Lines that are parallel to the projection plane do not converge, so the ratio of sampling must remain constant.
 
RussSchultz said:
Hrm.

So, if I'm 1 "cm" from a piece of paper (and its perpendicular to my eye), if my viewport is such that I can see the entire piece of paper, wouln't there be a need to take more samples at the edge? (completely ignore lenses and refraction and such).
<snip>
assume the eye is the arrow. Wouldn't you need to take more samples at the top and bottom of the plane, than the middle in order to avoid texture aliasing?

you cannot ignore lenses and refraction. imagine for a moment that your eye on that picture instead of being spherical-lens-based was a flat (say, CCD-based) projection panel (w/o a lens infront of it, that is). now, what would you see? /* pause */ you'd see exactly that area of the paper sheet which corresponds to the footprint of your 'planar'-eye on it (for simplicity we assume there's only directional light and the reflective properties of the sheet of paper are perfect.). something like that:

Code:
| <- sheet of paper    
|    
|    
|    
|.......| <- your eye
|       |
|       |
|       |
|.......|
|
|    
|    
|

as you can quess you'd get the image sans a single bit of anisotropy on the paper surface. now, that would correspond to 'parallel projection', which is nicely modelled by the, well, parallel projection in computer graphics. now enter the perspective projection: some smart guys decided they could account for the non-planar nature of human vision and still keep the flat projection plane. so they got things to the following state

Code:
|.    
|    
| .    
|    
|   .|
|    |  
|....|
|    |  
|   .|
|    
| .   
|    
|.

what the above means is that the sheet of paper is shrinked so it fits your planar eye now (sort of as if you had a lens eye w/ peripheral vision) but the image is still undistorted, i.e. you still get a constant ratio paper_area / sensor_panel_area throughout the image you receive.

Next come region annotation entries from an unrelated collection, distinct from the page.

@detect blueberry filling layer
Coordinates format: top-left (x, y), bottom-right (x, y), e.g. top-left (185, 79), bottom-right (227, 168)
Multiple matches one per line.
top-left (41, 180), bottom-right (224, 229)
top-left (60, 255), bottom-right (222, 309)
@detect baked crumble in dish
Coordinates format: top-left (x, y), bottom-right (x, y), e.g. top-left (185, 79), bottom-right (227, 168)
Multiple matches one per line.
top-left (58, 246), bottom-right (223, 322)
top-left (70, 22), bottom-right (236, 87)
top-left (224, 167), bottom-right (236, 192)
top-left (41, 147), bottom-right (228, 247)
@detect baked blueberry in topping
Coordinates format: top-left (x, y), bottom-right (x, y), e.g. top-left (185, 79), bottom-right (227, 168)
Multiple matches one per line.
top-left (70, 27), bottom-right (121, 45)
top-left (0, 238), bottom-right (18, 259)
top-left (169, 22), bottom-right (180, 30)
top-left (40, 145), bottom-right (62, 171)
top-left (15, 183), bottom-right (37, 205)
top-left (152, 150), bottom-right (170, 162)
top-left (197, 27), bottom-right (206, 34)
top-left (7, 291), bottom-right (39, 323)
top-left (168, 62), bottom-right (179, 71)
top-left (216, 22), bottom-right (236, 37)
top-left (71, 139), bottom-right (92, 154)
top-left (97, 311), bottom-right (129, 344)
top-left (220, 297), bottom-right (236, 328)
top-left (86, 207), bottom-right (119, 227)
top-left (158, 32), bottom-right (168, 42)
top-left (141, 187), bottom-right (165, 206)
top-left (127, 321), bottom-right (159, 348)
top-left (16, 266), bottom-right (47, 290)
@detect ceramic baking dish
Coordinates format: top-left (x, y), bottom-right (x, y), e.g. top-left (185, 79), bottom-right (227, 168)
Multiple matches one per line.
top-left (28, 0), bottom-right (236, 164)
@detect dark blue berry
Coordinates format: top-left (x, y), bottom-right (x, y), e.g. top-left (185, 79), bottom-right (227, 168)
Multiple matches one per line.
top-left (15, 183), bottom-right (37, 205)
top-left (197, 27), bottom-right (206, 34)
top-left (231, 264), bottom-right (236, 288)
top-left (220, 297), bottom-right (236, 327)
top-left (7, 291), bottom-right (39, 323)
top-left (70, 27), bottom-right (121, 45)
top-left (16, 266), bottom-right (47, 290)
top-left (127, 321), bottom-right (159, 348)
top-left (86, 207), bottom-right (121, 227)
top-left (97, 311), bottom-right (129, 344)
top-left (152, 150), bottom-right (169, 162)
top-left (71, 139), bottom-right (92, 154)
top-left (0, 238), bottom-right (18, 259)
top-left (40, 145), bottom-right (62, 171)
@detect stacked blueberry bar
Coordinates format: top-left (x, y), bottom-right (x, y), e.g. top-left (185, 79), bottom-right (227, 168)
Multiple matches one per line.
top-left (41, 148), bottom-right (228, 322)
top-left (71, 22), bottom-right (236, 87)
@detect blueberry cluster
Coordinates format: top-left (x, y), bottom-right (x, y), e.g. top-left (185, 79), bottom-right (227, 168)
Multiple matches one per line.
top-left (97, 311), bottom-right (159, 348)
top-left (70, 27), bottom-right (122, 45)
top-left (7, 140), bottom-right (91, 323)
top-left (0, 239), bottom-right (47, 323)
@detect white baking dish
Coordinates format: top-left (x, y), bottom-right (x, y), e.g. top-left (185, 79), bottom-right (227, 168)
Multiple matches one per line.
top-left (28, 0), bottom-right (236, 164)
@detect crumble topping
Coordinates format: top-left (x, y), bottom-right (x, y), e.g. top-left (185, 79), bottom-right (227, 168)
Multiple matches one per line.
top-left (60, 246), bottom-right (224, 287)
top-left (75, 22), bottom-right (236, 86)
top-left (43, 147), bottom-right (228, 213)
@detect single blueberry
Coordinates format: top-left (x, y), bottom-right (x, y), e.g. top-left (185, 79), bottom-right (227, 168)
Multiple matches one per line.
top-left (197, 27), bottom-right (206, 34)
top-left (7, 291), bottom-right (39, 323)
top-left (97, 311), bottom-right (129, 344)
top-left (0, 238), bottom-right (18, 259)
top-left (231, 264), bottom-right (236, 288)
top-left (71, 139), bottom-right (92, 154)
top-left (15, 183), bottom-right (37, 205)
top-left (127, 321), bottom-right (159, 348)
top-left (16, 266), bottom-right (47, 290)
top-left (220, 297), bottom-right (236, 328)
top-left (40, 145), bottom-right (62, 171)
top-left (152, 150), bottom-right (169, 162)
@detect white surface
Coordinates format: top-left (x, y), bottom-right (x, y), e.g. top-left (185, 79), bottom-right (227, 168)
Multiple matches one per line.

now, to actually get your fisheye effect but keep your planar eye, it would take a transformation which would distort the paper sheet as this:

Code:
\...................|
  \                 |
   |                |
    |               |
     |              |
     |              |
    |               |
   |                |
  /                 | <- this being your planar eye
/...................|

see now?
 
For being a person that's usually quite spatially apt, I'm having difficulty wrapping my head around this.

It would seem as the 'planar eye' moves closer to the surface, and you're consequently enlarging the field of vision, you're going to have to sample the surface differently--simple geometry should tell us this:

A 1 degree arc in your vision will cover more surface area of the plane on the outer edges than in the center,.

Or am I just bumping up against the edges of the approximation where the mathematical model ceases to be adequate?